Pour les trois premières, cela m'est venu très vite, en faisant les découpages du premier tome. La première est bucolique, c'est la ballade en rivière, l'aspect contemplatif du roman ; la deuxième est pétaradante, ce sont les conneries de Crapaud, l'aspect loufoque du roman ; la troisième est plus portée sur l'ambiance, le suspens ; la quatrième, c'est l'action. J'ai voulu faire apparaître les quatre grands aspects du roman.

Pour ce qui est du dessin toujours, vous avez établi une collaboration très intéressante avec Loïc Jouannigot…
L'ami anglais dont je vous ai aussi parlé, Ashley, a l'habitude de tenir un journal intime qu'il dessine.
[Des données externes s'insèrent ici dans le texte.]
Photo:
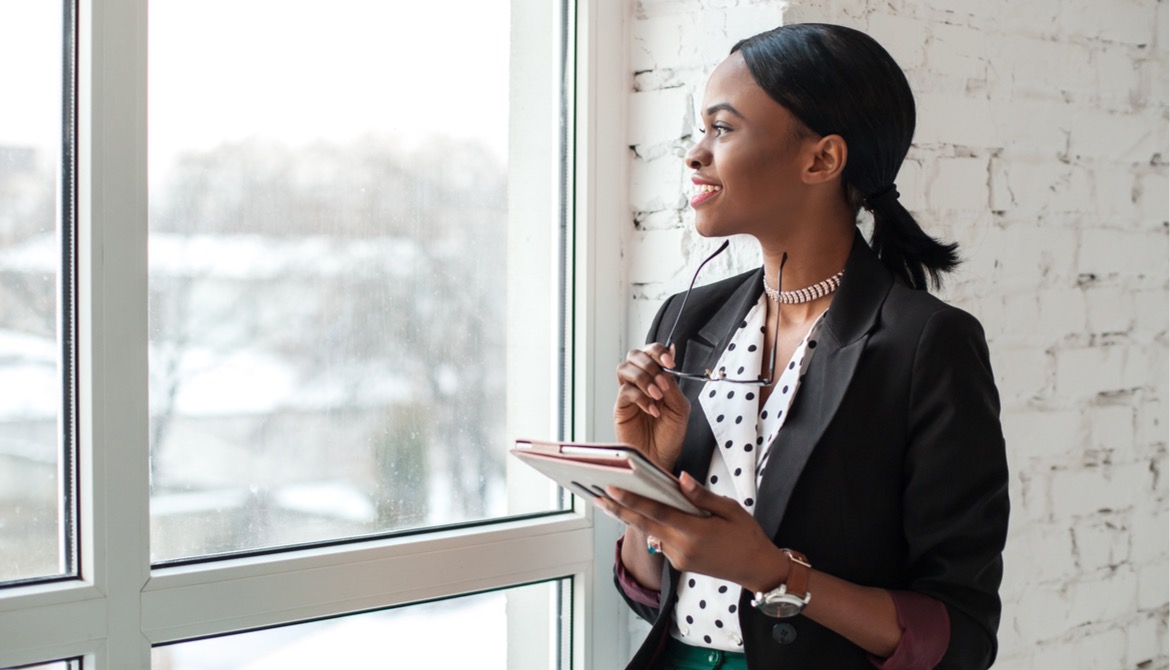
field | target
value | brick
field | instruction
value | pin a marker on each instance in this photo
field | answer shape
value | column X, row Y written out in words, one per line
column 1021, row 374
column 1112, row 427
column 1121, row 253
column 1038, row 550
column 1101, row 544
column 958, row 184
column 1030, row 128
column 1146, row 366
column 1150, row 537
column 1100, row 489
column 1039, row 614
column 1153, row 585
column 1062, row 312
column 1102, row 600
column 1142, row 643
column 1150, row 312
column 1088, row 372
column 903, row 36
column 1112, row 136
column 641, row 316
column 1127, row 21
column 649, row 111
column 1117, row 75
column 1043, row 185
column 1046, row 436
column 660, row 220
column 1044, row 69
column 1092, row 649
column 749, row 20
column 1109, row 310
column 1151, row 422
column 654, row 256
column 656, row 185
column 937, row 116
column 957, row 52
column 1114, row 191
column 1153, row 195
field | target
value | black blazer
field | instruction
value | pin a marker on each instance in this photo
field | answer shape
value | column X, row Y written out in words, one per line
column 889, row 471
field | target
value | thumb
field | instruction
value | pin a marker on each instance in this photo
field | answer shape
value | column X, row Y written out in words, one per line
column 703, row 497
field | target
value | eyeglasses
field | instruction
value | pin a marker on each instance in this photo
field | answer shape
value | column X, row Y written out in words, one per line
column 721, row 374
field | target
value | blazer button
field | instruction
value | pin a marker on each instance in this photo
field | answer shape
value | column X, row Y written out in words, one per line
column 784, row 633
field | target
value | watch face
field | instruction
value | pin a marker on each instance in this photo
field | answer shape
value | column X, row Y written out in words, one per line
column 782, row 606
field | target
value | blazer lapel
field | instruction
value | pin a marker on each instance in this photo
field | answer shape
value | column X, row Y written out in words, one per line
column 702, row 353
column 847, row 326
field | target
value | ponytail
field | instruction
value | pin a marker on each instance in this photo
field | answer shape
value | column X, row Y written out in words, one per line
column 839, row 81
column 903, row 247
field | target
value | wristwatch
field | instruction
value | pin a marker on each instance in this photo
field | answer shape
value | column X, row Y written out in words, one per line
column 790, row 598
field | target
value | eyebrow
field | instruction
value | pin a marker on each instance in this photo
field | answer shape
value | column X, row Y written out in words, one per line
column 722, row 106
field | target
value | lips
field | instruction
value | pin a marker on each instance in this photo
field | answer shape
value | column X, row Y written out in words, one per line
column 704, row 192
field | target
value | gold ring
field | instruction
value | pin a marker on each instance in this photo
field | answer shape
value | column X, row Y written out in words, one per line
column 653, row 545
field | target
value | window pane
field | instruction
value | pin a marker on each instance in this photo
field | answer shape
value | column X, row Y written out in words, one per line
column 54, row 665
column 34, row 418
column 329, row 227
column 514, row 629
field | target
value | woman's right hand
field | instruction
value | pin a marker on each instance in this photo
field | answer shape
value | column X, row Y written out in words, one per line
column 651, row 413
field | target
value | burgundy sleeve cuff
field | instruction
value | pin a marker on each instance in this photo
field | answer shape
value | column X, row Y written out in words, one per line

Narrativement, face à la densité d'éléments à raconter, j'ai eu l'idée que Taupe tienne un carnet de dessins. Pour le représenter, j'aurais dû me forcer à avoir un dessin différent du mien. J'ai donc confié ces parties à Loïc, qui est un dessinateur qui appartient à la même famille que moi, nous avons des influences et des références communes. C'était aussi un clin d'œil pour le remercier de m'avoir fait découvrir le roman. Sans rien de péjoratif, je trouve un aspect gentil dans son dessin qui me plaît beaucoup, qui correspondait parfaitement au caractère de Taupe.
Extrait du T4.

Comment avez-vous vécu avec ces personnages que vous n'avez pas créés ?
A partir du moment où j'ai fait cette adaptation, il fallait qu'ils deviennent mes propres personnages. Dans chaque personnage du Vent dans les Saules, j'ai mis autant de moi-même que j'ai pu en mettre dans les personnages de Julien Boisvert. Ça a été une redécouverte. Et maintenant, j'ai envie de continuer à vivre avec ces personnages…
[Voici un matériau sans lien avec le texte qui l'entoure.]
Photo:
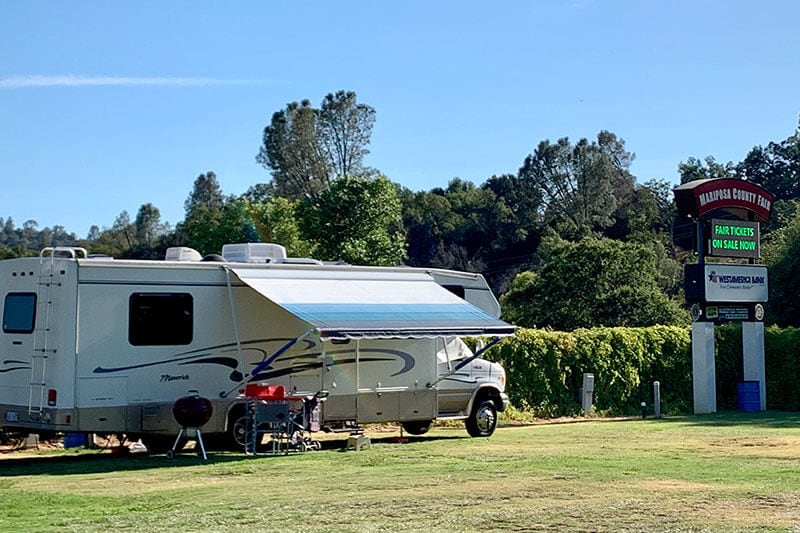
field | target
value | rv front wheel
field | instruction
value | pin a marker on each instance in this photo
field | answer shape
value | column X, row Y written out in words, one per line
column 483, row 420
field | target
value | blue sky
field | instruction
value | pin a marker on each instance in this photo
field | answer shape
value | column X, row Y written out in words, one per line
column 105, row 106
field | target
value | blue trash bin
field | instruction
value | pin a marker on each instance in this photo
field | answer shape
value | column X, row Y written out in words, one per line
column 748, row 396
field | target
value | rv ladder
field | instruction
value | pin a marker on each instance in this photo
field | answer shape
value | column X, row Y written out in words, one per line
column 42, row 339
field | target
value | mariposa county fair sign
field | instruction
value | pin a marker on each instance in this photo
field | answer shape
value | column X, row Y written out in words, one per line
column 701, row 198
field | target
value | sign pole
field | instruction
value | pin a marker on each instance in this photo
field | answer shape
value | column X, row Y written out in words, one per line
column 704, row 374
column 753, row 358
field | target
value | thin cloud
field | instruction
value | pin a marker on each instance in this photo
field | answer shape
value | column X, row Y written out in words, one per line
column 69, row 80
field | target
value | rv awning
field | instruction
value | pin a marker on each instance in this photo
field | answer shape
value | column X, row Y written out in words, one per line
column 346, row 304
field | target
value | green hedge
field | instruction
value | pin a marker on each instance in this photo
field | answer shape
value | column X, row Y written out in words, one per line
column 545, row 368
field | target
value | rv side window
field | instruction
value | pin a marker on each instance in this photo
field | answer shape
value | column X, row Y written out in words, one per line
column 160, row 319
column 19, row 312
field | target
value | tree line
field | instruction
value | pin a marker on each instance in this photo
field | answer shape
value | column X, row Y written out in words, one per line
column 571, row 240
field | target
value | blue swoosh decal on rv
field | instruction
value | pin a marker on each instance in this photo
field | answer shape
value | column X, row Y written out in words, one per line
column 21, row 365
column 203, row 357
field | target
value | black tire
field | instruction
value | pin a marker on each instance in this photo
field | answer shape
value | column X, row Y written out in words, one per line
column 483, row 419
column 238, row 432
column 417, row 427
column 157, row 444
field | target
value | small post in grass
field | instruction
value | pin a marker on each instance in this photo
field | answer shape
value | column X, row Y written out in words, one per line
column 657, row 399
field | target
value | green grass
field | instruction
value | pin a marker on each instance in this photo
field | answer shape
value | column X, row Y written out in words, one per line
column 728, row 472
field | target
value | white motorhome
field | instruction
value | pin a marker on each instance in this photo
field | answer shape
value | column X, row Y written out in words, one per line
column 94, row 344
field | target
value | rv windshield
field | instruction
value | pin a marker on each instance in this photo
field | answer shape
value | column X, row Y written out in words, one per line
column 453, row 349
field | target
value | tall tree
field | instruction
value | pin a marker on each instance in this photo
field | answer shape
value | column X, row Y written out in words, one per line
column 589, row 283
column 345, row 129
column 276, row 220
column 580, row 186
column 357, row 220
column 305, row 148
column 293, row 152
column 695, row 169
column 148, row 224
column 205, row 192
column 781, row 253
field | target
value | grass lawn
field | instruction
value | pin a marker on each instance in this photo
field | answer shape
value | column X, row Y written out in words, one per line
column 725, row 472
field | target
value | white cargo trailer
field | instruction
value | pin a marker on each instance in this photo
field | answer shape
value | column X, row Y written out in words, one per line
column 94, row 344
Le quatrième et dernier tome du Vent dans les Saules se termine justement par une ouverture…
Normalement, il devrait y avoir un nouveau cycle de trois ou quatre albums. Il s'agira d'une histoire originale. Il y a un chapitre du roman que je n'ai pas traité. Il va me servir de point de départ pour ce nouveau cycle. Crapaud va une fois de plus péter les plombs. Il va vouloir voyager, s'embarquer clandestinement sur un clipper, Rat et Taupe vont essayer de le maîtriser au moment où le bateau largue les amarres. Les amis vont ainsi se retrouver partis pour un voyage non préparé… ils vont échouer aux portes du Maghreb. Cela portera un titre rappelant celui du Vent dans les Saules : Le Vent d'Orient ou Le Sirocco dans les Palmiers. Là, je dis n'importe quoi (rires) ! Tout est parti d'une image que j'ai eu dans la tête : Crapaud avec une ombrelle sur un dromadaire. Cela m'a tellement fait rire qu'il faut que je fasse une histoire autour de cela !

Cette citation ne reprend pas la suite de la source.